Italian frescoes: “The Princess of Mantua » by Marie Ferranti and « A Month in Siena » by Hisham Matar

I believe there are two ways, more complementary than contradictory, to be seduced or moved by a painting. Either it is the composition, the perfection of the drawing or the colors. Or, probably also thanks to the artist’s technique, it is the story and the lives of the characters represented which are more directly the source of the attraction. During my last two trips in Italy, I very much enjoyed contemplating two frescoes which, several centuries later, inspired an author to write a book which I had read before seeing the paintings.

Andrea Mantegna, “The House of Spouses”, Mantua

If I love going around museums looking for attractive paintings, I even prefer frescoes. Nothing matches the experience of admiring a painter’s talent in the location where his work was done and for which it was designed. Italy is of course a paradise for anyone who loves affresco art. From my travels, I keep wonderful memories of « The Last Supper  » by Leonardo da Vinci in Milan, the Sistine Chapel by Michelangelo in the Vatican, the cycle of “The History of the True Cross” by Pierro della Francesca in Arezzo or Giotto’s frescoes in the Scrovegni Chapel in Padova or the Saint Francis Basilica in Assisi.


« Allegory of Good and Bad Government », Ambrogio Lorenzetti, Palazzo Publico, Siena

This summer, despite the COVID-19 pandemic, I managed to go for a week in Tuscany. Florence’s streets and the Piazza del Campo in Siena were busy, but free of overwhelming tourist crowds. In order to visit the museums, we needed to book in advance a time slot with a limited number of entries available.  This required some organizing, but it was worth it. We did for example go around San Marco’s Convent in Florence and marvel at Fra Angelico’s frescoes in a surprising quietness. That calm, and the masterpieces decorating each cell, almost gave me the urge to become a monk – at least for one week.

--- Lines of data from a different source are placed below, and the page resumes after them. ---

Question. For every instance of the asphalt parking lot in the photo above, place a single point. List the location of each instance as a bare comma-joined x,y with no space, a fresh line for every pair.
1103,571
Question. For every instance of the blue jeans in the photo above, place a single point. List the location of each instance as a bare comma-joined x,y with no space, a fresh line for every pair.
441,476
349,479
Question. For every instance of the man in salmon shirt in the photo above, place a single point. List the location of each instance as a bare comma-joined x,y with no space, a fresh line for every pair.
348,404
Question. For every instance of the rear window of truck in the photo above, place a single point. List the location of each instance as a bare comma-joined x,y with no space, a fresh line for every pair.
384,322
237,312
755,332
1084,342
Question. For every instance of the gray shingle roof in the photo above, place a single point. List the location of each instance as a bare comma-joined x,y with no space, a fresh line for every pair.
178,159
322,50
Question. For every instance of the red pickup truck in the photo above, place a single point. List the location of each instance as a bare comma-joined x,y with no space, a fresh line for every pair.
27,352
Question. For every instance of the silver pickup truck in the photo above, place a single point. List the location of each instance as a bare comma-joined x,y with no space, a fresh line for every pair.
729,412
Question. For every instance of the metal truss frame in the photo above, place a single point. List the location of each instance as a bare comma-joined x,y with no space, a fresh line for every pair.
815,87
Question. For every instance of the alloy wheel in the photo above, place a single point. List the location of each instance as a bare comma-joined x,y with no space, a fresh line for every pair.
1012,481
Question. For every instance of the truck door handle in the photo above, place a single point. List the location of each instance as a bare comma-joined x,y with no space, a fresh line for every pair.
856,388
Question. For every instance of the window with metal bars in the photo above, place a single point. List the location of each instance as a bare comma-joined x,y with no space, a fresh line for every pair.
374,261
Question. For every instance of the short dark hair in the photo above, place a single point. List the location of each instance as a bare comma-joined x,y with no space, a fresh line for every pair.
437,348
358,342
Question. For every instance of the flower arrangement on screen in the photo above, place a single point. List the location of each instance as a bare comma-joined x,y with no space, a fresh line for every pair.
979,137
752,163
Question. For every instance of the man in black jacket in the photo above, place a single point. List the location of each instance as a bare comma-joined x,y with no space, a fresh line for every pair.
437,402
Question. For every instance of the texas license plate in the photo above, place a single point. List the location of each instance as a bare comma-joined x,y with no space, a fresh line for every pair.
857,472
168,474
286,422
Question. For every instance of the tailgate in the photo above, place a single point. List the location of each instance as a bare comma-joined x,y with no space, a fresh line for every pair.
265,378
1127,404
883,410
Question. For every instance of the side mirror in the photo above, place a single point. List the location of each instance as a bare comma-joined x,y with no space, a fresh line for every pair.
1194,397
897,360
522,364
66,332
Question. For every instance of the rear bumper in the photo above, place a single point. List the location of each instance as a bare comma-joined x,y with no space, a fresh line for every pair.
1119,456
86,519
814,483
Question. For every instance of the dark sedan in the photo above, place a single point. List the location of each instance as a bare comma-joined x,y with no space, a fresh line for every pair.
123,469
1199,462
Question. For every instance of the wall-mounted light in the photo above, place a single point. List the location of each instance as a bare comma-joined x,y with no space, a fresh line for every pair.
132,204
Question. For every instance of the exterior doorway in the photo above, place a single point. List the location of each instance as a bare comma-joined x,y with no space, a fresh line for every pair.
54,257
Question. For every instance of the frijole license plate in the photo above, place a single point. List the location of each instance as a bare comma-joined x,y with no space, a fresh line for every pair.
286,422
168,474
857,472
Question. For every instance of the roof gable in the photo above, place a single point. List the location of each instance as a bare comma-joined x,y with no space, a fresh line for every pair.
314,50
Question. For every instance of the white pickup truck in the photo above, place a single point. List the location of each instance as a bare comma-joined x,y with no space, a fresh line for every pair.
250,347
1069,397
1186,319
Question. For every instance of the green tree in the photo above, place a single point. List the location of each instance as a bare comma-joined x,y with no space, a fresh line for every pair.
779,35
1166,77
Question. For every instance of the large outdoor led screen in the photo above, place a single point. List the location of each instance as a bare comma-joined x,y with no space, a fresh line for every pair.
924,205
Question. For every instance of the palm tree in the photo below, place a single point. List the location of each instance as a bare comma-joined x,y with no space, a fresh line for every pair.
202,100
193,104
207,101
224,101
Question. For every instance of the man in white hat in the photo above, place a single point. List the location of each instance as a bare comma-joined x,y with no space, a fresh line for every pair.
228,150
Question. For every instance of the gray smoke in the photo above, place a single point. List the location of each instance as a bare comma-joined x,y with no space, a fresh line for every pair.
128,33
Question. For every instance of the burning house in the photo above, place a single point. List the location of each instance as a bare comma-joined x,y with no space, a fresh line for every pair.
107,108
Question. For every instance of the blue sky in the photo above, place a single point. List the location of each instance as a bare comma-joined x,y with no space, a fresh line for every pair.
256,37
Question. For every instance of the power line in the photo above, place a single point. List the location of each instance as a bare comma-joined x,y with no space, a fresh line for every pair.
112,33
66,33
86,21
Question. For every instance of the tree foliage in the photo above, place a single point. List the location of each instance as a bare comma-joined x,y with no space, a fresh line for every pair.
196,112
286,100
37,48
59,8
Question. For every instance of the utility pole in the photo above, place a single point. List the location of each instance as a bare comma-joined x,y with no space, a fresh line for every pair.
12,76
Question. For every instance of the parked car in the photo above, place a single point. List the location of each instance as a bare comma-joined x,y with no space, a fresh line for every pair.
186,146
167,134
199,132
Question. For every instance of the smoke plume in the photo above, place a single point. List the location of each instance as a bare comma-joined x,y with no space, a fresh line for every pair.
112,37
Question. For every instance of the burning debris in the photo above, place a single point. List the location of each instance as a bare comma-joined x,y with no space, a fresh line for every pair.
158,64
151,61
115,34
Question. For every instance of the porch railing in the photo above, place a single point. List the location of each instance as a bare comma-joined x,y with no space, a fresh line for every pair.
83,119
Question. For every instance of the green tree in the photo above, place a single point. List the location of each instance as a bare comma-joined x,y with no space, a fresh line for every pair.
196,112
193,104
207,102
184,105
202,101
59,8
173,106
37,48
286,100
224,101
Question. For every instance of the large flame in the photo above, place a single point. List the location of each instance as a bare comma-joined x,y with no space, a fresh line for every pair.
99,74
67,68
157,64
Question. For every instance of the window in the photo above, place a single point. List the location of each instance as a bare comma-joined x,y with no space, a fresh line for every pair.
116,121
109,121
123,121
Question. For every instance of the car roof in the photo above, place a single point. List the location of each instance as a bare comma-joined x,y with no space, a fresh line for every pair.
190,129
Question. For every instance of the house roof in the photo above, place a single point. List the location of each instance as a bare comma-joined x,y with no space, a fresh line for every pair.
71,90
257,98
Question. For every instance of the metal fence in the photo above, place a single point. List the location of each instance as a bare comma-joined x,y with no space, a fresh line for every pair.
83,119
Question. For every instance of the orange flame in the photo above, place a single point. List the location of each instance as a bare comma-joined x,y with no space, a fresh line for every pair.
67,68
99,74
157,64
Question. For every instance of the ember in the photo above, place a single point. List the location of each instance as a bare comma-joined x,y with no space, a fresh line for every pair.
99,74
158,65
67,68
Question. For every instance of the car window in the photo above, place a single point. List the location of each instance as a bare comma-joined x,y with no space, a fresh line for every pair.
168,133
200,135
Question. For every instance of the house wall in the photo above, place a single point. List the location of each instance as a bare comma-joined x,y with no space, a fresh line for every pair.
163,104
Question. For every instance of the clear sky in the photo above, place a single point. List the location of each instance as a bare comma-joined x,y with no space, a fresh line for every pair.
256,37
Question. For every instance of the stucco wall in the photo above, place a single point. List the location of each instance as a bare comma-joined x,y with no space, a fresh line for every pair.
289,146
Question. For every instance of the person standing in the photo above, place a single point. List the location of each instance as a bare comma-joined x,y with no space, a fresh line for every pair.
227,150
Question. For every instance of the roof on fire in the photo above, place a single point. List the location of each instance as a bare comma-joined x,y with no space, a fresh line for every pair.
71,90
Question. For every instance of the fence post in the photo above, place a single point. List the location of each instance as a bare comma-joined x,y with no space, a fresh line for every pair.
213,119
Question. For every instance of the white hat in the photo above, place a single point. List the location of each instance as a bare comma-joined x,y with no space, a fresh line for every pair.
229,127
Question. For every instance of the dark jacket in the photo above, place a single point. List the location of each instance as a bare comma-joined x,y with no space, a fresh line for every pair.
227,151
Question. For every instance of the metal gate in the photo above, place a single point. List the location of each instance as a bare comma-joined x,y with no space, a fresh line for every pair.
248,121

In Siena, we discovered in the same tranquility the frescoes of the « Allegory of Good and Bad Government » painted by Ambrogio Lorenzetti in the 14th century in the Palazzo Publico, ordered by the Council of Nine, the elected magistrates who managed the city. Those frescoes are among the works of Sienese art described and reproduced in the short but exquisite book « A Month in Siena » by Hisham Matar.  The writer, who since a visit to the National Gallery in London when he was 19 has a strong predilection for the Sienese school of painting, retires to the Tuscan city after the publication of his book  “The Return” describing his search for his father, a Libyan opponent who disappeared in Qadhafi’s jails. He spends hours in the rooms of museums and palazzi and walking the steep streets of the medieval city. One of the chapters describes how he explored with his wife the allegories of Wisdom, Justice and Concorde and the consequences that good and bad government can have on cities and countryside alike. He underscores that these paintings are among the first in art history to be secular, and adamantly so.  

Hisham Matar’s book reads like a collection of reflections and sometimes digressions as the author admires frescoes and other paintings in Siena. In « The Princess of Mantua (La Princesse de Mantoue)», French author Marie Ferranti proposes an even more radical experience for an encounter between art and literature.  The spark that inspired her novel is Andrea Mantegna’s fresco in the « The House of Spouses» in the San Giorgio castle in Mantua. I visited the palatial house of the Dukes of Gonzaga last year and was struck by the expressivity of the faces in the family compositions painted by Mantegna. So much that, like the author, I found myself imagining the lives of these aristocrats during the Quattrocento in Lombardy.

Marie Ferranti focuses on Barbara von Brandenburg’s face, « with her eyes tired and yellow, stretched towards the temples like a cat». Through letters exchanged with her cousin Maria von Hohenzollern, an imaginary correspondence but build on a patient documentation work, the novelist tells the story of this young German princess who was sent at age 10 on the other side of the Alps to marry Ludovico, the heir of the Gonzaga, then himself still a puny teenager.  When her husband comes back from several years fighting in wars, he has gained in confidence, as much in conducting the Duchy’s affairs as in bed where he molests his wife. Births follow each other: Barbara manages to fit in the mold of a mother, spouse and adviser, but will never find it in herself to love Paola, her youngest daughter, born a hunchback. She becomes bitter, retreats and shuts herself in the « House of the Spouses », the jewel case completed by Mantegna which was designed to showcase to the world the power of the Gonzaga couple.